Una frenada de coche lejana marcó el final. Marcó el comienzo. Cuando abrió los ojos (que nunca cerró, pero es como si), se encontró sentada en esa calle, tomándole las manos. Y sonreía.

Nunca había pensado en cómo se veían las cosas desde esa perspectiva. Ahí sentada en la vereda veía, otras cosas. Veía cómo corría el agua por la alcantarilla (que era poca pero era) y cómo en su fluir (divino y sonoro fluir) arrastraba pedacitos de hojas. ¿A dónde iban? ¿Ellas también habían escuchado los gritos? ¿Por qué se movían? Veía el empedrado apenas iluminado por la luna de la madrugada, un batallón de piedras en serie en el que, sin embargo, cada una de las piezas era una y singular, con su propio espacio, altura y tiempo. ¿De dónde venían? ¿Cómo habían llegado hasta ahí? ¿Por qué se quedaban? Veía también las ruedas de los autos que otros sí podían sacar y estacionar y se dio cuenta de que nunca se había percatado de cuán distintas podían ser las ruedas de los autos pero que más aún lo eran, las llantas. Altas llantas, pensó, y rió por dentro (un poco por miedo, otro poco por evasión). ¿Qué caminos habían recorrido? ¿A quién esperaban? ¿A dónde irían? Es que esto también formaba parte de las cosas que eran de, habían sido de, y que no podían sino ser con algo de dolor, de tristeza porque eran los resabios de esos pedacitos de mundo deshabitados, hasta ahora, hasta esa noche que empezaba a ser mañana, que ya era un mañana.
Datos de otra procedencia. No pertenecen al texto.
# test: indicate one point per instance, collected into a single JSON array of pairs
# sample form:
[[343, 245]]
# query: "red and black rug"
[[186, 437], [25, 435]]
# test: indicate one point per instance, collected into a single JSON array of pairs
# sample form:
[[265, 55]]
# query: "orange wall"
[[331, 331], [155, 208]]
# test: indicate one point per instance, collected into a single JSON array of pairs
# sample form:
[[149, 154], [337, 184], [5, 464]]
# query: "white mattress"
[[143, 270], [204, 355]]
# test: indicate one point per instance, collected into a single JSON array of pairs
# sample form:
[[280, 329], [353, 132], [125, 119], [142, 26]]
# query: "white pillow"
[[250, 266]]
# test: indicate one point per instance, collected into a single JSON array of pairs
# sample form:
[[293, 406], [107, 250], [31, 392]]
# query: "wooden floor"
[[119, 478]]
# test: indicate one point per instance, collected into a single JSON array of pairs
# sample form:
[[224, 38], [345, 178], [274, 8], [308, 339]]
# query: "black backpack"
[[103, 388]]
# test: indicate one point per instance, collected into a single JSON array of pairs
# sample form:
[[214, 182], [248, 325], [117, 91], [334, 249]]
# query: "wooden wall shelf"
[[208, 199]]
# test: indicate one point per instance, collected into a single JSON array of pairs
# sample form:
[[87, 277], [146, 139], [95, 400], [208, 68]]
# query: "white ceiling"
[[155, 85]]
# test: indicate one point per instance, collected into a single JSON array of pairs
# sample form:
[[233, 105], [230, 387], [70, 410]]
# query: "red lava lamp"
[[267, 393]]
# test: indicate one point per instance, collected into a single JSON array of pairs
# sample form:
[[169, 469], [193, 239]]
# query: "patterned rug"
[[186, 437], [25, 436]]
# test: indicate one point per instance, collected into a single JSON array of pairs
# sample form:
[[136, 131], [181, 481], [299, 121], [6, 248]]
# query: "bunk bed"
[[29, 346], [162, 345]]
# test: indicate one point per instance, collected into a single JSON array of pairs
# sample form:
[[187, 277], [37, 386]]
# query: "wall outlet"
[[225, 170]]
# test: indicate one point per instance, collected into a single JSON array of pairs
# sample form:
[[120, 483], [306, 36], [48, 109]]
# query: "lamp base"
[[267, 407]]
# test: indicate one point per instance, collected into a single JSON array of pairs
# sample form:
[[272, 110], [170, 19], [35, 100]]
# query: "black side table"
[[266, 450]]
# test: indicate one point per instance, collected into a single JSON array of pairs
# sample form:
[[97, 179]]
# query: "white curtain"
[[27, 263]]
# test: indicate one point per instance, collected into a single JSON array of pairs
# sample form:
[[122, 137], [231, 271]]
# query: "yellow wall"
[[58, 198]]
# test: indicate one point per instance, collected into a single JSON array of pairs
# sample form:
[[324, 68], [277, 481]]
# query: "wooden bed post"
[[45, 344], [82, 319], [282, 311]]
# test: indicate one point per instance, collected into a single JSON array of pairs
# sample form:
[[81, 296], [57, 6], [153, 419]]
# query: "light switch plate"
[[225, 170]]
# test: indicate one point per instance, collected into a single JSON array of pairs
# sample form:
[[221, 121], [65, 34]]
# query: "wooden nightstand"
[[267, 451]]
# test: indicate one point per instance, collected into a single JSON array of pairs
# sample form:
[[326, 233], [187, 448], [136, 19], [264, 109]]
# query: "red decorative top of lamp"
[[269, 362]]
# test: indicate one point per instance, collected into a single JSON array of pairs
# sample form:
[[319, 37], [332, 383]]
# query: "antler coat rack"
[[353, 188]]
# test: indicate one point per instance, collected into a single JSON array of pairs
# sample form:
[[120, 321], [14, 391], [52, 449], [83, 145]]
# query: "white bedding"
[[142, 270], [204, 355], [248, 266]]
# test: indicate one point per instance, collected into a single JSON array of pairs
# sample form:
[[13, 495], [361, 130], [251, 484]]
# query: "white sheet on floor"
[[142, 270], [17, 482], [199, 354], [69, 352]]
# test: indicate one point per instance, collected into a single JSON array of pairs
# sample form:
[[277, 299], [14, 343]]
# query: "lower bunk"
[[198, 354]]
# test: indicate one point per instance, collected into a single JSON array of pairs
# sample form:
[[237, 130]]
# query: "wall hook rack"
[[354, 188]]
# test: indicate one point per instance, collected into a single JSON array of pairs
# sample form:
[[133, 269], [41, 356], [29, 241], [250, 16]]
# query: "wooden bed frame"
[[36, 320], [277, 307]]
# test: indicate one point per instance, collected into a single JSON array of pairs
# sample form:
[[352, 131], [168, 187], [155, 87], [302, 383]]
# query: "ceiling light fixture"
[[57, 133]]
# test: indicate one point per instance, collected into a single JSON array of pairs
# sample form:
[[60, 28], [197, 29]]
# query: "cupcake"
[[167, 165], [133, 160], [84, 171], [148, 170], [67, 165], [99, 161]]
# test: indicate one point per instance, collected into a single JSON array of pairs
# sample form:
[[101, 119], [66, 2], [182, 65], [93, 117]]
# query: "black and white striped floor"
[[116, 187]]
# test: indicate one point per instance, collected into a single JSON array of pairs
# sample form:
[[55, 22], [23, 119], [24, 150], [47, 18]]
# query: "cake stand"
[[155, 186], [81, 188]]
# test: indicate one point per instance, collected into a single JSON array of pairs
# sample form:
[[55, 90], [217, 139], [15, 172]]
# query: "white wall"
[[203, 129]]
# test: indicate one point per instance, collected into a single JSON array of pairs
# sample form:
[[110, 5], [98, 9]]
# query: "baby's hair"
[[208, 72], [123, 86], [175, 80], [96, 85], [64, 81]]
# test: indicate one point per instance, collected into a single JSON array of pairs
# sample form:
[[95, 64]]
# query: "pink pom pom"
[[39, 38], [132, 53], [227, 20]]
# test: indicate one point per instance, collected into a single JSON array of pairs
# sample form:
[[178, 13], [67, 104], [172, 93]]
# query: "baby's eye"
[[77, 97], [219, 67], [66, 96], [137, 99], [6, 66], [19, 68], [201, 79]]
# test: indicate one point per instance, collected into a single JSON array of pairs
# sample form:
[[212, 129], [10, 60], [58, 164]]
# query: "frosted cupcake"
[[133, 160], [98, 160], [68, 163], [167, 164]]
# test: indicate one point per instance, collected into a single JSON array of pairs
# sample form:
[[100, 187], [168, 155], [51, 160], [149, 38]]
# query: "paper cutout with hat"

Mucho menos hubiera imaginado lo bien que se podía sentir al tomar unas manos que por tan ajenas eran, precisamente, tan cercanas ni que se mirarían tanto tiempo (ojo, tal vez no fuera tanto pero ocurre que a veces hay instantes que parecen perpetuos y, ese, era uno) ni que alguna vez pudiera encontrar a alguien que la hiciera sentirse así  tan llamada, tan buscada, tan esperada, sin ninguna razón aparente. Justo a ella que era la última opción en los equipos de deportes de la escuela, la última a la que llamaban porque – sabían – estaba disponible y –sentían- no era imprescindible. Claro, pensaba, tal vez por eso sea, porque no existen razones, porque esta mujer no me conoce, porque es de noche y no tengo cigarrillos y entonces escuché y vine.

En las noches el silencio es más largo y por eso mismo ya no quería gritar pero sabía, sí, que dentro suyo ese grito todavía esperaba salir. ¿Qué esperaba? ¿La esperaba a ella? ¿A esa mujer? ¿A quién fue tanto y ya no era? En el cordón de la vereda seguían tomadas de las manos y ella no podía evitar mirarse las zapatillas mientras decidía las palabras que iba a pronunciar, esa noche, esa madrugada abstemia. Y la mujer, permanecía ahí, tan presente, tan incomprensiblemente paciente...

El silencio se rompió con unos pasos que venían, venían a salvarla de tener que decir algo, algo de verdad, algo que partiera esa escena de misterio, miedo, excitación y calma, necesidad, necesidad de
Los pasos que venían no eran dos, sino cuatro, luego más bien seis. Las vio venir de distintos lugares, confluyendo, convergiendo ahí, en esa calle, en el cordón de la vereda, al frente de la calle del 226, esa madrugada. La mujer las miró, tal como lo había hecho con ella, y les dijo: era hora, las estaba esperando y con un gesto las invitó a sentarse con ellas. En esos otros rostros, comenzó a verse y por fin rompió el silencio y dijo: hola, disculpen, por casualidad ¿alguna tiene un cigarrillo?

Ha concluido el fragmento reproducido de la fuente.